Weiteres benötigtes Rüstzeug für das BSI liefere das IT-SiG 2.0, der „nächste notwendige Schritt zur Wahrung unserer IT-Sicherheit“. Krings mahnte, dass man gesetzliche Regelungen regelmäßig an die Herausforderungen sicherer Digitalisierung anpassen müsse: „Stillstand wäre hier Rückschritt – dies wird uns auch in Zukunft fordern.“ Es gelte, weiterhin auf der Höhe der Zeit zu bleiben: „Ich bin mir sicher, dass die nächsten 30 Jahre viel mehr Veränderung in der Digitalisierung sowie der Cyber- und Informationssicherheit bringen werden als die vergangenen“, sagte Krings. „Heutige und zukünftige Herausforderungen der Cyber- und Informations-Sicherheit lassen sich nur vernetzt und in Zusammenarbeit mit vielen Stakeholdern aus Gesellschaft, Wirtschaft und Staat bewältigen. Forschung und Wissenschaft sind beim Auffinden von Schwachstellen ebenso wichtig wie gut aufgestellte KRITIS-Unternehmen, die unsere unverzichtbaren Lebensadern bilden.“

Katja Dörner, Oberbürgermeisterin der Bundesstadt Bonn, betonte angesichts der immensen Bedeutung der IT, ohne die auch in der Verwaltung kaum noch etwas funktioniere, die Wichtigkeit, sich rechtzeitig mit möglichen Folgen von Angriffen auseinanderzusetzen. Zudem dürfe es nicht an Ressourcen fehlen: „Mit dem Doppelhaushalt für die Jahre 2021/2022 wollen wir für die städtische IT und Informations-Sicherheit substanziell mehr Mittel und Personal bereitstellen“, beteuerte Dörner.

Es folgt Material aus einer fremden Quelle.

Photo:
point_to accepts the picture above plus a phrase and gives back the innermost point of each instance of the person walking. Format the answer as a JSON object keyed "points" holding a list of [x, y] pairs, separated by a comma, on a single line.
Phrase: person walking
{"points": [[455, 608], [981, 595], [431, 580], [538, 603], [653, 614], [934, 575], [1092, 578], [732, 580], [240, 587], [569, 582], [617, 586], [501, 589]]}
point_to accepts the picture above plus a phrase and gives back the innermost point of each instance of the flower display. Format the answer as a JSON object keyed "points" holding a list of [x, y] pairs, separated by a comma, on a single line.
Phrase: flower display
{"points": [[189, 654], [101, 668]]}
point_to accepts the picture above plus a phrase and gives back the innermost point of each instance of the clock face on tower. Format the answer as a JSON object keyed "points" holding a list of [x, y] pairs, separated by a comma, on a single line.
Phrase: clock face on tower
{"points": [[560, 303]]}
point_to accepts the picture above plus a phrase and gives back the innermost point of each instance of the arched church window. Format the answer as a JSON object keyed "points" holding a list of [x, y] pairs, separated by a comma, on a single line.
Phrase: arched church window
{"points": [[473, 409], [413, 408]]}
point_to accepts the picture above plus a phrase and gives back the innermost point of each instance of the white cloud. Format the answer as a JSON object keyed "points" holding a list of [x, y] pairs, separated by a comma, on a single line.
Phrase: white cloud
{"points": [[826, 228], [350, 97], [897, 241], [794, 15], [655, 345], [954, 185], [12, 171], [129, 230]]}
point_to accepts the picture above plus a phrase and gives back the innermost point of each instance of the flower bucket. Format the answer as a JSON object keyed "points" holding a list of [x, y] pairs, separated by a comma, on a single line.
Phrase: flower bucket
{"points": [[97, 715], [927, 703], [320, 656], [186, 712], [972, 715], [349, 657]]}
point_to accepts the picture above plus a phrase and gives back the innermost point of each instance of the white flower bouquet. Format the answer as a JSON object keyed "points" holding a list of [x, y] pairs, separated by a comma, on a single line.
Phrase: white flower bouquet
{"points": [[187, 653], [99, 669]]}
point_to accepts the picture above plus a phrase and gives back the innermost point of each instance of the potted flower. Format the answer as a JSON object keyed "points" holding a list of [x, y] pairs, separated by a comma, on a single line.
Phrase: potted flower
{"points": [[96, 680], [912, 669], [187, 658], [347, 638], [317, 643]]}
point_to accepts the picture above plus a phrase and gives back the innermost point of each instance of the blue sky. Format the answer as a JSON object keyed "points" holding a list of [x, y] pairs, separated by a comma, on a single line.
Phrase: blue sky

Der Inspekteur Cyber- und Informationsraum (CIR) der Bundeswehr Vizeadmiral Dr. Thomas Daum verwies indessen auf die Schnelllebigkeit der Informations- und Kommunikations-Technik: „Was wir heute überlegen und morgen entwickeln, ist übermorgen bereits veraltet. Ausdruck findet diese Dynamik auch in den Begrifflichkeiten, die sich im Laufe der Jahrzehnte ebenso angepasst haben: Anfänglich ging es nur um IT-Sicherheit, mithin den Schutz von IT-Systemen, bis sich der Begriff der Informations-Sicherheit ausprägte, der die Information, also die Inhalte, einschloss. Heute sprechen wir von Cyber-Sicherheit …, für die es pragmatischer, methodischer und stets aktueller Sicherheitslösungen bedarf, um gegen die immer komplexer werdenden Bedrohungen gewappnet zu sein.“ Cyber-Sicherheit sei zudem eine gesamtstaatliche Aufgabe, die eine ressortübergreifende Zusammenarbeit erfordere, wie sie im Nationalen Cyber-Abwehrzentrum (NCAZ) unter der Ägide des BSI umgesetzt wird.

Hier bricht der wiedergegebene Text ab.